Embrace the pain. You are getting better. It will get better slowly. Power through with all your might. Read KTC as much as you can. Read it all.
I'm at 19 days and I still don't sleep as well as I used to. I'm not going to lie to you, it sucks. A lot. But, this IS worth it and it WILL get better. Hang in there!
It takes a while for you to start sleeping better. I woke up every half hour for a couple weeks. Now I sleep until 4:30 every morning. I don't have to get up until 6:00 so it is still a little frustrating, but I"m also going to bed a little earlier. It gets better. Just hang in there.
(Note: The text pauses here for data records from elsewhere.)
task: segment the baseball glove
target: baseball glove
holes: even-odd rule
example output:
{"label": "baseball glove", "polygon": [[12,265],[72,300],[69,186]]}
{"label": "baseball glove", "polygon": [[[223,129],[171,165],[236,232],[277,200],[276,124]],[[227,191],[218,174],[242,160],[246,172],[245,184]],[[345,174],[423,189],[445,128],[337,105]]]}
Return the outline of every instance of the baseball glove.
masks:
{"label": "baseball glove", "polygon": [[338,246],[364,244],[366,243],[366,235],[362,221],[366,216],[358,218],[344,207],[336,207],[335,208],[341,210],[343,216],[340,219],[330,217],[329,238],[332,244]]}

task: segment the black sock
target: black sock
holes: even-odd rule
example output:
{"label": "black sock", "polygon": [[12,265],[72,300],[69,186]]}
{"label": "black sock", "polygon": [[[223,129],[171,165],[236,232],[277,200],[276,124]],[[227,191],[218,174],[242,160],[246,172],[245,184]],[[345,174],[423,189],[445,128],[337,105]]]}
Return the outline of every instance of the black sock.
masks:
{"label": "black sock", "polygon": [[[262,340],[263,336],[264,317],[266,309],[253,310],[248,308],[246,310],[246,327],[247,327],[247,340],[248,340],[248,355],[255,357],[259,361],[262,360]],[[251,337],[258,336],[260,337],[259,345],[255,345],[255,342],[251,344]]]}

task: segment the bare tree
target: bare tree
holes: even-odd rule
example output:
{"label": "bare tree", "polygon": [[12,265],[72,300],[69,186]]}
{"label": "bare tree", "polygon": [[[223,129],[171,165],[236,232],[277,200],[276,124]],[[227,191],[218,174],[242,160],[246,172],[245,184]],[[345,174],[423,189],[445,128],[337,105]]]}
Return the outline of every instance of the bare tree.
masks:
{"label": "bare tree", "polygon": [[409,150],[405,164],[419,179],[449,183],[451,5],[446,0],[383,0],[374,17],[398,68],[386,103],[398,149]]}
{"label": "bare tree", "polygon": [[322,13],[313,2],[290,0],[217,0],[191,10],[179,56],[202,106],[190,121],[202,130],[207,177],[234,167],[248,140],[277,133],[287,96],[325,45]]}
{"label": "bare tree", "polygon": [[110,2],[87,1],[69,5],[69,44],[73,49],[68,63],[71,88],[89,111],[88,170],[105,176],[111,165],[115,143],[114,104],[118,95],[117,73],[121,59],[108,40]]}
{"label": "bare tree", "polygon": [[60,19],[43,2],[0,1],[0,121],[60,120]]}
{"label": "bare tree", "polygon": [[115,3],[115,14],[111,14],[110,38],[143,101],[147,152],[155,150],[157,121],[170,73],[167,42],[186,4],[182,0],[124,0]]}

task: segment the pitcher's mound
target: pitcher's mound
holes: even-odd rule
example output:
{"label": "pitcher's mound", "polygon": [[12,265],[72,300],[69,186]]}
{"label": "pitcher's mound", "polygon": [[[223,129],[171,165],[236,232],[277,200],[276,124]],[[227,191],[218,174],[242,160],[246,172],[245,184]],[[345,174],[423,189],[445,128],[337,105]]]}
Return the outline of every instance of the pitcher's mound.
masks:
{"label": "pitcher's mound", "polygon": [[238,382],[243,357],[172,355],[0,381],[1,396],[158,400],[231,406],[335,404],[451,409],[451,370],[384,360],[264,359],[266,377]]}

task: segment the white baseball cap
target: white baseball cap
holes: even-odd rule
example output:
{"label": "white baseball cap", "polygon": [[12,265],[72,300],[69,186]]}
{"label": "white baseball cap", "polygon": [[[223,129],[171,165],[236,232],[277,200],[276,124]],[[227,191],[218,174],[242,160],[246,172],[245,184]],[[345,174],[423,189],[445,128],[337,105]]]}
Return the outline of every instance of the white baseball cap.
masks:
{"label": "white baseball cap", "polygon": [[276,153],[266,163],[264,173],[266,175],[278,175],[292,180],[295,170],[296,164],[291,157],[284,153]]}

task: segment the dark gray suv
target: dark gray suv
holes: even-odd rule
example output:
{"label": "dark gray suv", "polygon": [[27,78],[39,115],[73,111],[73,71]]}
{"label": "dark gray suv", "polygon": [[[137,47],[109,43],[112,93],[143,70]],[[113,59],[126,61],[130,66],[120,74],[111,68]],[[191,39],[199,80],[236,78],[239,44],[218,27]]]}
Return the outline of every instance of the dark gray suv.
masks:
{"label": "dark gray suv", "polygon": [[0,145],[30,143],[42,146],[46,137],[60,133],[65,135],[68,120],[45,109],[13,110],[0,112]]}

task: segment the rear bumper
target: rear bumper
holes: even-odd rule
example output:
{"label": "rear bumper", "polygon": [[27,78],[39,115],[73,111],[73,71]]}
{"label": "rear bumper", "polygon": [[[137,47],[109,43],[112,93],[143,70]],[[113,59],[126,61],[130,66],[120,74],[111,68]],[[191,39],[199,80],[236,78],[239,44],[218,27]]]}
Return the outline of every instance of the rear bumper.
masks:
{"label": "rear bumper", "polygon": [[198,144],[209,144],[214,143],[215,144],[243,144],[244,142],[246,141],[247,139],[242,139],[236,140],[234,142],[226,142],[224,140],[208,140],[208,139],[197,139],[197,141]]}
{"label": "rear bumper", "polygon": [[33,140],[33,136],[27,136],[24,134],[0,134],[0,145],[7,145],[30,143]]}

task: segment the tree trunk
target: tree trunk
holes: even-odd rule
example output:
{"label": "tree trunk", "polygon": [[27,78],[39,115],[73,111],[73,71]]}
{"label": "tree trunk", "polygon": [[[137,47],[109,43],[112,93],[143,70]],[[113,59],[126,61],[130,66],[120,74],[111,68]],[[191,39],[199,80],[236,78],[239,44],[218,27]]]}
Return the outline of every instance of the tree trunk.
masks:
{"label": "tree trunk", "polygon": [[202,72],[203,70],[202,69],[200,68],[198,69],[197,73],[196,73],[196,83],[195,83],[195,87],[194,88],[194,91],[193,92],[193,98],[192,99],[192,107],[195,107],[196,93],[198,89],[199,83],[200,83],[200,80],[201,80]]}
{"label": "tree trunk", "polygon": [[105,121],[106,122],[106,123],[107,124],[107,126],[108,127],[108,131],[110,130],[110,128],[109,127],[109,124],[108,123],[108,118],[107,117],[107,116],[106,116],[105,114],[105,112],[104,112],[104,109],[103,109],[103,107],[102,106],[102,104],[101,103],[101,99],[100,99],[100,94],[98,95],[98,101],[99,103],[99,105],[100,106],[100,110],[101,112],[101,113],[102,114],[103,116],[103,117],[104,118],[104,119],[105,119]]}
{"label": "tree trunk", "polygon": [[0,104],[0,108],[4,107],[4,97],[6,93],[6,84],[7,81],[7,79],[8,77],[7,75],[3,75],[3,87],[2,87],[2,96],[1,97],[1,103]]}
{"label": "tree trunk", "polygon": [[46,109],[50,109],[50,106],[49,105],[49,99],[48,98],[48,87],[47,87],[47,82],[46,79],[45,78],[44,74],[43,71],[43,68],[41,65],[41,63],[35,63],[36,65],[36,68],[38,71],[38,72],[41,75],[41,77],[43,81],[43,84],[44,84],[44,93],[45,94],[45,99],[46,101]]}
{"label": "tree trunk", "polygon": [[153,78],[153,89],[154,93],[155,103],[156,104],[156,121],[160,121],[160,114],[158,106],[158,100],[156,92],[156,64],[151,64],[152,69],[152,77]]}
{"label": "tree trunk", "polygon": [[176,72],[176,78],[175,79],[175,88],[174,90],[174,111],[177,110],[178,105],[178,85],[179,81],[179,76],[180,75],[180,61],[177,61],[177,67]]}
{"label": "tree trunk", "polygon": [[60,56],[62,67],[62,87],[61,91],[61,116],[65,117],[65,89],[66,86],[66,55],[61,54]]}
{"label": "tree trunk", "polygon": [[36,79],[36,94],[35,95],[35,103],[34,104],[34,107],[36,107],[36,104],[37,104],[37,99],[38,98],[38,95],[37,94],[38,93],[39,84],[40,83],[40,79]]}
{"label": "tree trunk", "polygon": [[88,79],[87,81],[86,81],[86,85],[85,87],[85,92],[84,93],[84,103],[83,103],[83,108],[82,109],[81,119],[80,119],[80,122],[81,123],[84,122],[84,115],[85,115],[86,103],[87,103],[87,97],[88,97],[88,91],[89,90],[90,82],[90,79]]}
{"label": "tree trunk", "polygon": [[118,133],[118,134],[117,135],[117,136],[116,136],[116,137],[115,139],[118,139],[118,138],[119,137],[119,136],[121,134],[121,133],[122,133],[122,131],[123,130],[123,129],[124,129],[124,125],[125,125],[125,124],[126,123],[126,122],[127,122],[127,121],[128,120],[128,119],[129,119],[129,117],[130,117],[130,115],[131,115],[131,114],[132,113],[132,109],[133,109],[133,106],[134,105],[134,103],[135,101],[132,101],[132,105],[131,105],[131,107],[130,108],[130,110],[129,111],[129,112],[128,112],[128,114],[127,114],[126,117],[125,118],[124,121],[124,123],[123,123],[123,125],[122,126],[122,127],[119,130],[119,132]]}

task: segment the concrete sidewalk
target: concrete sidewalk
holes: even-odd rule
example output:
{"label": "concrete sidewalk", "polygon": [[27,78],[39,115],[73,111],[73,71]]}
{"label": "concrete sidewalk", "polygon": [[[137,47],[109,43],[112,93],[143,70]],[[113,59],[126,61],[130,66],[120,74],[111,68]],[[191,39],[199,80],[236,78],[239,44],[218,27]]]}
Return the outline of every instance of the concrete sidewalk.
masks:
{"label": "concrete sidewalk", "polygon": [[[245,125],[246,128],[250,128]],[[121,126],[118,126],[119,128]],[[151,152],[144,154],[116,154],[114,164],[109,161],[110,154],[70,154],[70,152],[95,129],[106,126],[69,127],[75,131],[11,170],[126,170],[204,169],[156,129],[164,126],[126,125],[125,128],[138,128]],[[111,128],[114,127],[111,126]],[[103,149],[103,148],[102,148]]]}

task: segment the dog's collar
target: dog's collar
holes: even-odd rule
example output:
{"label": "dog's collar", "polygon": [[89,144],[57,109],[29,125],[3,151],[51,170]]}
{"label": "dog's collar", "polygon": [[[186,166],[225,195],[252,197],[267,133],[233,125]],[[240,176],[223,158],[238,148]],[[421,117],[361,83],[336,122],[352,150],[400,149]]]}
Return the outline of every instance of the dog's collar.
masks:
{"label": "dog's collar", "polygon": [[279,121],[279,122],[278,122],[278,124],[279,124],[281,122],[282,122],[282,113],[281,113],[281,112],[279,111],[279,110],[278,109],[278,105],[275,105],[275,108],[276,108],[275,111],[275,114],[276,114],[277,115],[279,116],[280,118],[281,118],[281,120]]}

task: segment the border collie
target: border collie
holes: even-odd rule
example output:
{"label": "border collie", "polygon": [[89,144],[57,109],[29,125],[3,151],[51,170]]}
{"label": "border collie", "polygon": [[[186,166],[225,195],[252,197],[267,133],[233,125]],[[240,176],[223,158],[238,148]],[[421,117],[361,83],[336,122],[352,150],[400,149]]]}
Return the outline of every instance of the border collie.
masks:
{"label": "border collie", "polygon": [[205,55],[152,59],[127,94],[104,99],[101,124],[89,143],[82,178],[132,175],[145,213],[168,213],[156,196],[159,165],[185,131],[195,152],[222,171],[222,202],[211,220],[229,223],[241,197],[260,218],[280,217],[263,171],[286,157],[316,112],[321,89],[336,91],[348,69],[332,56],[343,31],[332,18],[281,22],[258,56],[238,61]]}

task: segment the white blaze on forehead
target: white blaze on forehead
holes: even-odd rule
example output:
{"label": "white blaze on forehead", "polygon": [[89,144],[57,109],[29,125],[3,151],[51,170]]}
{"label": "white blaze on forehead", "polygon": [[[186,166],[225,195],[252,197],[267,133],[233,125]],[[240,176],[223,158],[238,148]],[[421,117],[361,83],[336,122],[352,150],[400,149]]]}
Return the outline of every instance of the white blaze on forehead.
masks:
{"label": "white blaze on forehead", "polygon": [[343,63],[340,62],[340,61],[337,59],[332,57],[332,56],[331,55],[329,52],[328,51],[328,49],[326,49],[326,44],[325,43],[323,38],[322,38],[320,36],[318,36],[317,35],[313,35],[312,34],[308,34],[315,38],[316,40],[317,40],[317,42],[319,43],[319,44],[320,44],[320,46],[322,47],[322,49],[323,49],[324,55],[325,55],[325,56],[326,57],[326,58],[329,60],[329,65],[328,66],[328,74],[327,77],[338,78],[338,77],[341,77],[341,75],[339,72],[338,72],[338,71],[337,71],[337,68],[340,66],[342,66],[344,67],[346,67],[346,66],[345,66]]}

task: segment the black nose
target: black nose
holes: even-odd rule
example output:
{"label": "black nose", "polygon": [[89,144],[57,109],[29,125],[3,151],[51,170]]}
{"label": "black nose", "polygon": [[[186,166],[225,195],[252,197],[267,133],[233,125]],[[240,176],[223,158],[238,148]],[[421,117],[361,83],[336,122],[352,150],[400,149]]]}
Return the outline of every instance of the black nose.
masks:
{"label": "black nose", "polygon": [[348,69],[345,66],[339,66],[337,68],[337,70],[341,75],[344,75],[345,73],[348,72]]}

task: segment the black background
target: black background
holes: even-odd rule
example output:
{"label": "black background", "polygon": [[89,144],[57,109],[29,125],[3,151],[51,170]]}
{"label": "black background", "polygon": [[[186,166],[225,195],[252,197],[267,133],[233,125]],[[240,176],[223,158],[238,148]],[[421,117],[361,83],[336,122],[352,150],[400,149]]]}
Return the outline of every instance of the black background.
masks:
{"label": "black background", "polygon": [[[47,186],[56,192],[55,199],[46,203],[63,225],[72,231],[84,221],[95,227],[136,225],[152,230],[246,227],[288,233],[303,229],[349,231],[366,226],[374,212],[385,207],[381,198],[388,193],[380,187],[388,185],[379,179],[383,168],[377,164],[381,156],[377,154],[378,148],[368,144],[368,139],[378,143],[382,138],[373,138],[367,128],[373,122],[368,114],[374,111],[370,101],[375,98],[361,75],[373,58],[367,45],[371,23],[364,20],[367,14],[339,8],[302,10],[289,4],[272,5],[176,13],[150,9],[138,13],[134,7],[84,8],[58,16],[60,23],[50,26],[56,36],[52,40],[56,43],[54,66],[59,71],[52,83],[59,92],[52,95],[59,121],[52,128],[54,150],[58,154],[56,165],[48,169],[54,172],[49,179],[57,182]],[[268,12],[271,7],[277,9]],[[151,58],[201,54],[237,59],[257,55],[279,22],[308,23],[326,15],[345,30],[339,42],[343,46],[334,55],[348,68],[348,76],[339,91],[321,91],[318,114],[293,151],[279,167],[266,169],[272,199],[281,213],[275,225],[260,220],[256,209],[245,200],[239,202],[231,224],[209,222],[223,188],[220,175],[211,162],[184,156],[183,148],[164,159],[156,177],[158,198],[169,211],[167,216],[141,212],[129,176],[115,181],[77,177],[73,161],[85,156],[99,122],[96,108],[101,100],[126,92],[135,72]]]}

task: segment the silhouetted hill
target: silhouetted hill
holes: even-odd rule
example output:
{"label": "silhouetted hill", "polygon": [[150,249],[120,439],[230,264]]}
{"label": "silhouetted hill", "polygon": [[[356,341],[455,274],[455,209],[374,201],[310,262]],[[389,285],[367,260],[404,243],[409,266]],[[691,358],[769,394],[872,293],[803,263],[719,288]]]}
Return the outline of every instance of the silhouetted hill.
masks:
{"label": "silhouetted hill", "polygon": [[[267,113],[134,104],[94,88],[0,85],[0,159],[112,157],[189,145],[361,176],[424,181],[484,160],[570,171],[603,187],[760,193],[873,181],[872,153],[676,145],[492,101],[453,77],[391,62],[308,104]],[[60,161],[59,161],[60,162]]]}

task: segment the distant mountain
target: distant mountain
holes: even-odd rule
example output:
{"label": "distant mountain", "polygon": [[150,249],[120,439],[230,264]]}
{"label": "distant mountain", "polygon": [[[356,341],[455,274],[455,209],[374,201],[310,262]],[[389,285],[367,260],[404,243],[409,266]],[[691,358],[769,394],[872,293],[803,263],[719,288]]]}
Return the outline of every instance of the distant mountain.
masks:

Your freedom is worth a little sleep trouble :)
The worst of it is just about over, Dude. Hang in there. Quitting with you today.
Everyone is telling you it gets better because it does. It will take a little time but it is so worth it. 5 days of freedom is 5 days too many to piss away over feeling shitty. What helped me was reading KTC, loud music and exercise, getting laid seemed to help a bit with sleep too. The biggest thing was knowing that failure would mean I just went through x number of days for nothing. I came here to quit not to give quitting a shot.
You have this, it's going to take work but it can be done. Everyone who has posted a number larger than 5 today has been where you are right now. No one will tell you it was fun but I think we would all tell you it was so worth it.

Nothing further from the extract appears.